Encres de Loire, hiver 2012-2013, par Huguette Hérin-Travers

« L’idée du livre est d’inventer un dieu […]. Comme si les Cards étaient Delphes ».

Pierre Michon, qui vit aujourd’hui à Nantes, ne craint pas les oracles ; sa propre naissance est pour lui à l’origine de la catastrophe qui a si longtemps affecté la demeure de ses ancêtres. Perdue dans les bois, aussi inexpugnable qu’un remords, « la maison est devenue […] la stèle de mes échecs », dit-il ; c’est pourtant par l’écriture qu’il en aura entamé la renaissance… Une consolidation est advenue par la grâce et la force des mots inscrits dans les Vies minuscules. L’idée du livre, c’est aussi un déchiffrement conduit par la photographe Anne-Lise Broyer réalisant « des images autour de la maison des Cards », maison qui d’emblée ne se laisse pas ouvrir. Alors l’artiste en a subtilement arpenté les abords, s’immisçant dans les brumes, les broussailles, comme entre des signes, et a ponctué ses découvertes de taches vermillon, allusives et rebelles.

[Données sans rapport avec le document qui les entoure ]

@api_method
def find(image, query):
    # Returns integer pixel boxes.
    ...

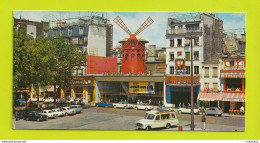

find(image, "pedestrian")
[125,100,129,112]
[201,115,206,130]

La photographie et l’écriture en connivence, pour une exploration sensible de ce lieu d’enfance et « un émerveillement perpétuel ». Puis viendra le temps « d’attente du texte et des morts ». Délabrée, la maison restera « une enclave de merveilleux et de sauvagerie ». Fermée l’hiver, elle « devient aussi irréelle qu’une page écrite ». Le besoin impérieux « de garder jalousement un mirage » n’a pas faibli, et a nourri une écriture envoûtante : « On fait du liturgique avec ce que l’on peut » ; alors s’invente une mythologie à la mesure d’un chemin creux, d’une étrange cheminée, d’un conte païen réveillant les hantises de deux paysans inapaisés et ce magnifique thème d’un proverbe sibérien : « Le chant du coucou est le cri de la mère morte ». L’écho s’y survit à demeure.